Every economy needs to invest its scarce resources in the production of capital goods and consumer goods. Both sorts of goods have their relevance. Capital goods add the capital stock and raise the economy’s productive capacity. Investing in capital goods is essential to raise the long-term production potential. Only sufficient investment in capital goods can increase the community’s welfare in the long run. The growth-oriented investment of an economy does not yield an immediate return in terms of an increase in the production of goods and services. Therefore, a certain amount of resources or funds needs to be invested in the production of consumer goods and services. In a fully employed economy, if more resources are used to produce investment goods, fewer resources will be available to produce consumer goods (consumer goods are necessary to satisfy people’s immediate consumption needs).

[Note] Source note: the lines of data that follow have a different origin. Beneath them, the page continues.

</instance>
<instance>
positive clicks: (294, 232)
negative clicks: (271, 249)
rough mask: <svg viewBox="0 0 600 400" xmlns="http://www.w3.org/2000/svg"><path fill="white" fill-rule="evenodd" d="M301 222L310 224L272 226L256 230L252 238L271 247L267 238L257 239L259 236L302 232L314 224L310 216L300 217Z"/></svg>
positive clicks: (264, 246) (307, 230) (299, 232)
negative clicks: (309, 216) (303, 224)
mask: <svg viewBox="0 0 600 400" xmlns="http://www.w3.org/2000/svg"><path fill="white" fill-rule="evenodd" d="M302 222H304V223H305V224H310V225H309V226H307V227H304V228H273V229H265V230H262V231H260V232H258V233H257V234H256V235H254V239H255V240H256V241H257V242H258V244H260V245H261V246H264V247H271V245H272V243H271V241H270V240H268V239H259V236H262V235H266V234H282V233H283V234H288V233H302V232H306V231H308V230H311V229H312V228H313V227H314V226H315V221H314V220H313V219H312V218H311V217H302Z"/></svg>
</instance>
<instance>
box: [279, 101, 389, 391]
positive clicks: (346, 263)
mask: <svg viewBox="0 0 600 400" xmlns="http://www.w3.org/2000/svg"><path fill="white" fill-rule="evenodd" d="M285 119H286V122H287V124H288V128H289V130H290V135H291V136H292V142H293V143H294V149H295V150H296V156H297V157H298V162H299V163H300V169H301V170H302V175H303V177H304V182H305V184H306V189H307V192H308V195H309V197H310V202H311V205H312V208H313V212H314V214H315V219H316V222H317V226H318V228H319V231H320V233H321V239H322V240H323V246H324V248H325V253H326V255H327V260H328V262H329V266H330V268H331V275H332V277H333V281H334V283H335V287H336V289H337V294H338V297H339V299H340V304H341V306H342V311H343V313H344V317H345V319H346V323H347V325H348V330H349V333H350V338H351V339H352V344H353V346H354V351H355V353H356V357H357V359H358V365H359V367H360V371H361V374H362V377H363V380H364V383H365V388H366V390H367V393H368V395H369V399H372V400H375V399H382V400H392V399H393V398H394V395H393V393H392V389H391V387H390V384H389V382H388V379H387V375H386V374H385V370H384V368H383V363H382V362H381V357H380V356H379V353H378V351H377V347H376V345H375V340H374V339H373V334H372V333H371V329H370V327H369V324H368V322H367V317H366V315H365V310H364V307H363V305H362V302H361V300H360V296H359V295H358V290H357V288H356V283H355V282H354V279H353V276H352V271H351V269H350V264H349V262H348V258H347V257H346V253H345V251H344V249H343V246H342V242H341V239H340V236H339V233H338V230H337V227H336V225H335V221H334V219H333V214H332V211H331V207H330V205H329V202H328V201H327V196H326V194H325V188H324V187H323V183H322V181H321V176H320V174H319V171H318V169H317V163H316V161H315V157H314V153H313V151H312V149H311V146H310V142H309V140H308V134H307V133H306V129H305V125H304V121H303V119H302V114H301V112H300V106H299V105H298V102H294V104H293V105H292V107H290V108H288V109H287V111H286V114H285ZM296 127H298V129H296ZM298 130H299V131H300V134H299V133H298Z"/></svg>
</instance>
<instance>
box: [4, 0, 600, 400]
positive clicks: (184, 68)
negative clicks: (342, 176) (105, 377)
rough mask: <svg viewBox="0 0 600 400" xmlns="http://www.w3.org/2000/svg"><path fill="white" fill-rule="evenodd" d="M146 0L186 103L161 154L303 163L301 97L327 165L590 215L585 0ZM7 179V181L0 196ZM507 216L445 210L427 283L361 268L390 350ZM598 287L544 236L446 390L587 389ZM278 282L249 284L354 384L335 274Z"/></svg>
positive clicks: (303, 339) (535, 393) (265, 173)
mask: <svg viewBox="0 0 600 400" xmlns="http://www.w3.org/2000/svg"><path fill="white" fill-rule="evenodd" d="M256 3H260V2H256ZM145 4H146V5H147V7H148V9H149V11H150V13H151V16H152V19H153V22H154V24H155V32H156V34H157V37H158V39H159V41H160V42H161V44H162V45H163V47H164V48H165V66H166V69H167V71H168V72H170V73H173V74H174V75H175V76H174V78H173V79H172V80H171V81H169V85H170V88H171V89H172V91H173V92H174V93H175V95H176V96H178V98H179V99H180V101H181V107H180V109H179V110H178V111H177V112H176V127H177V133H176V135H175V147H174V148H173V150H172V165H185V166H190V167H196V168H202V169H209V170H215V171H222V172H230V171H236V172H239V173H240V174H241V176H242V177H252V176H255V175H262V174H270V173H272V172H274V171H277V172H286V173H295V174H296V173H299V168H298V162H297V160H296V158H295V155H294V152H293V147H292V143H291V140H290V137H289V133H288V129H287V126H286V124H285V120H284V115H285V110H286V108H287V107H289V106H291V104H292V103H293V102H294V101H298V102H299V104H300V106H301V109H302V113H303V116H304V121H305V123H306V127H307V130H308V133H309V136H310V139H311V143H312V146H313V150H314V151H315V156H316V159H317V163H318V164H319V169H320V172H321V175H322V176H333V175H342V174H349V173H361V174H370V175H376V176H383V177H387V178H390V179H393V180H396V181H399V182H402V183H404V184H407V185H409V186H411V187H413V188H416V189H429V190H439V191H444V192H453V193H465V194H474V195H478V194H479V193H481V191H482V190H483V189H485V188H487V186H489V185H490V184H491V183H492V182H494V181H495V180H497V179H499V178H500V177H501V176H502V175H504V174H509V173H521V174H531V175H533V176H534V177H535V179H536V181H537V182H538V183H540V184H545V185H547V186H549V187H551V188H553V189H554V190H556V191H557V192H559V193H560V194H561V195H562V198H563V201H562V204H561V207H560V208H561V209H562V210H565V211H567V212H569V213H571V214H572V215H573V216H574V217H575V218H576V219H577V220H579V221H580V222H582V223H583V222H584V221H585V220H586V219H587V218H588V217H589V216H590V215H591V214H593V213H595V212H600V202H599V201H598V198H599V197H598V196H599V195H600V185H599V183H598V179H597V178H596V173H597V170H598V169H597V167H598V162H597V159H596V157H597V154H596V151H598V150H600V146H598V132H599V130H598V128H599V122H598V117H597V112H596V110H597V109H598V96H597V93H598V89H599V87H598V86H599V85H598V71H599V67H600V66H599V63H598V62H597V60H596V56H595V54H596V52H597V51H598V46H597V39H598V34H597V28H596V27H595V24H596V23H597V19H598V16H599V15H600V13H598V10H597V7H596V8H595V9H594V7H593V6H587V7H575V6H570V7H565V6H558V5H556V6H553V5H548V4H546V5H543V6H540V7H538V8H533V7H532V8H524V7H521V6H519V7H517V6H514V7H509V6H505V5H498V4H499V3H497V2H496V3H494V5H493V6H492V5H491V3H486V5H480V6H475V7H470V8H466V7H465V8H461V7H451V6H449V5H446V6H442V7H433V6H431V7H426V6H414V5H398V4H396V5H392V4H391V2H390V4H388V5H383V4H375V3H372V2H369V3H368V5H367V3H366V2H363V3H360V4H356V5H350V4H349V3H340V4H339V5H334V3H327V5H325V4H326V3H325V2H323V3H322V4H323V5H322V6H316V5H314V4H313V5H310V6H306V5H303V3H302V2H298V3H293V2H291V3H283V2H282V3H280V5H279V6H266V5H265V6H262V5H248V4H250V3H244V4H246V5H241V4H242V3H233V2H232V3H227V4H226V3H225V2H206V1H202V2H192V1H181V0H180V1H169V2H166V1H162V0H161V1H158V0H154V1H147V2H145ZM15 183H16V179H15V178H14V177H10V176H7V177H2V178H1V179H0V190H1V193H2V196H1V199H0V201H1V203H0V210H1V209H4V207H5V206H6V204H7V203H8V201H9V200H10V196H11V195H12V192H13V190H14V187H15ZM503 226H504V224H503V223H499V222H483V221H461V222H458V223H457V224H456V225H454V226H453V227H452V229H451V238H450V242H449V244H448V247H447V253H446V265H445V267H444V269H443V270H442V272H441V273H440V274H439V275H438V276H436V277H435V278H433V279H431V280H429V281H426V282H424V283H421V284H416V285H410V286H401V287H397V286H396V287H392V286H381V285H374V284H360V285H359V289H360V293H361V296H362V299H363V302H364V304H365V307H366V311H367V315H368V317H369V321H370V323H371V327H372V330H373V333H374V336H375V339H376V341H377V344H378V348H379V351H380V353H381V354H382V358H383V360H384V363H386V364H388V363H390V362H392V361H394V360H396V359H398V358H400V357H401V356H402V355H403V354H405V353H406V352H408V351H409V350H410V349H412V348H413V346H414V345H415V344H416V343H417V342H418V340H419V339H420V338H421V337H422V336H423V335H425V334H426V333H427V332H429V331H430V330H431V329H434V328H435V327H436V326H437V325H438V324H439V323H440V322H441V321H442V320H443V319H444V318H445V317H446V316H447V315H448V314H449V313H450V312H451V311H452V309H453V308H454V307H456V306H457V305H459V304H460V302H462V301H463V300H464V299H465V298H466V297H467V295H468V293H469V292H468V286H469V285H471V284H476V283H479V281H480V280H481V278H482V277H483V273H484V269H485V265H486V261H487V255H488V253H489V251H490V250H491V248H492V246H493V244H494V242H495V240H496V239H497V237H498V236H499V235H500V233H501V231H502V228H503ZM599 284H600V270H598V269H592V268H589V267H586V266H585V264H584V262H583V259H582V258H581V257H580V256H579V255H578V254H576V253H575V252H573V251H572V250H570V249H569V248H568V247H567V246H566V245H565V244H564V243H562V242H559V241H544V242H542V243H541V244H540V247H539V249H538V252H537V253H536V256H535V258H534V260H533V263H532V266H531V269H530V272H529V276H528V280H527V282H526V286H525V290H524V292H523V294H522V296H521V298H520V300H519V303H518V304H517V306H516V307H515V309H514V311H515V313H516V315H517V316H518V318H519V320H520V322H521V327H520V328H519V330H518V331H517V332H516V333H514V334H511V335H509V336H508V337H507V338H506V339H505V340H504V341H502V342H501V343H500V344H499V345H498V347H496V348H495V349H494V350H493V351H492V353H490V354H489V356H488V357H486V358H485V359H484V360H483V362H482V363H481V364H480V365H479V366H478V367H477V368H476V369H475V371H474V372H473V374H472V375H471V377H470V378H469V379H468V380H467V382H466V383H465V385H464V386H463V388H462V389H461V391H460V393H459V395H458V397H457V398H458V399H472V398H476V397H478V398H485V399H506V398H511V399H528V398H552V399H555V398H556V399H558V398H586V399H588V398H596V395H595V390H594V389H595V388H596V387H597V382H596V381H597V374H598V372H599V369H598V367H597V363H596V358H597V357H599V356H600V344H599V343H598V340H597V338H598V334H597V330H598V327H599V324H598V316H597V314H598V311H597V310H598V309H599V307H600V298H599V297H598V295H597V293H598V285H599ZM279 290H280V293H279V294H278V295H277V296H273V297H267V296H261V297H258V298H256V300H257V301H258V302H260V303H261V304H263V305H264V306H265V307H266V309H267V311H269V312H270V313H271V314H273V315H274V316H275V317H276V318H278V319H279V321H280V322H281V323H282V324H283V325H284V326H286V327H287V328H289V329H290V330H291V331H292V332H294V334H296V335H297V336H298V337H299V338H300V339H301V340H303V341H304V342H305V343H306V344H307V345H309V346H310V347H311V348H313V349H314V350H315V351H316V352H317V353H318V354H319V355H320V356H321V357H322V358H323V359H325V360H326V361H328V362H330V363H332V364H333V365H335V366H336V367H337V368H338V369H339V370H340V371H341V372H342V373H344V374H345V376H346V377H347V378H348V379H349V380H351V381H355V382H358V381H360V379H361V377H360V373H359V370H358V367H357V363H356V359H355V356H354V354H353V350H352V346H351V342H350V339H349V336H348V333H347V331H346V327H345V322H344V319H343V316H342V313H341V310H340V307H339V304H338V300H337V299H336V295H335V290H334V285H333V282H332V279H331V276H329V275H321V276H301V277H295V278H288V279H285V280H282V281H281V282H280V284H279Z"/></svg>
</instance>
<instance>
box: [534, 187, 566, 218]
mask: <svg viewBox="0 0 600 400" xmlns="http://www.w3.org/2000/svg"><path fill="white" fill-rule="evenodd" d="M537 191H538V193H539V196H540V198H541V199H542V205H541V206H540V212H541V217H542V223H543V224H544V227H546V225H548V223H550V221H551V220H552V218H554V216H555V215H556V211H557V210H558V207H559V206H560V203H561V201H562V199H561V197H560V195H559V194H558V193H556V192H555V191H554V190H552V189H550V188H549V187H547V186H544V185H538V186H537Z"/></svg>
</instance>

The opportunity cost of producing investment goods or capital goods required for growth is the amount of reduction in the production of goods for current consumption and it will cause people’s current living standards to fall. However, after a certain time as new equipment comes into use, production per head will start to rise and the loss of consumer goods will eventually be made up. This process is explained with help of the following diagram.
As shown by the above figure, AB is the economy’s production possibility curve with the production of OC amount of consumer goods and OE amount of capital/investment goods represented by point L. Due to investment, the economy will grow and if the same proportion of resources is allocated to the production of consumer goods continuously, the economy will grow along the expansion path OH.
Assume that if the transformation curve or PPC remains unchanged and the economy decides to raise the growth rate by redirecting resources away from the production of consumer goods to the production of capital/investment goods. This is depicted by the movement of the economy from point L to point K along the same product possibilities curve AB.
Now, at point K, the production of investment goods increases by EF amount, and the production of consumer goods decreases by the amount of CD (Cost of economic growth). As a result, the production of investment goods rises at the cost of a fall in the production of consumer goods due to scarcity of resources. If the distribution of resources for the production of investment goods and consumer goods remains the same as shown by point K, the economy will follow the ON expansion or growth path. As a result of growth, the PPC is forced to shift outward and the economy reaches point G. Here at point G, people’s living standards are restored to their earlier position at point L. If the growth rate of the economy along the expansion path ON is greater than that of OH (it is due to more investment goods being produced along ON than OH), the PPC curve will shift outward faster.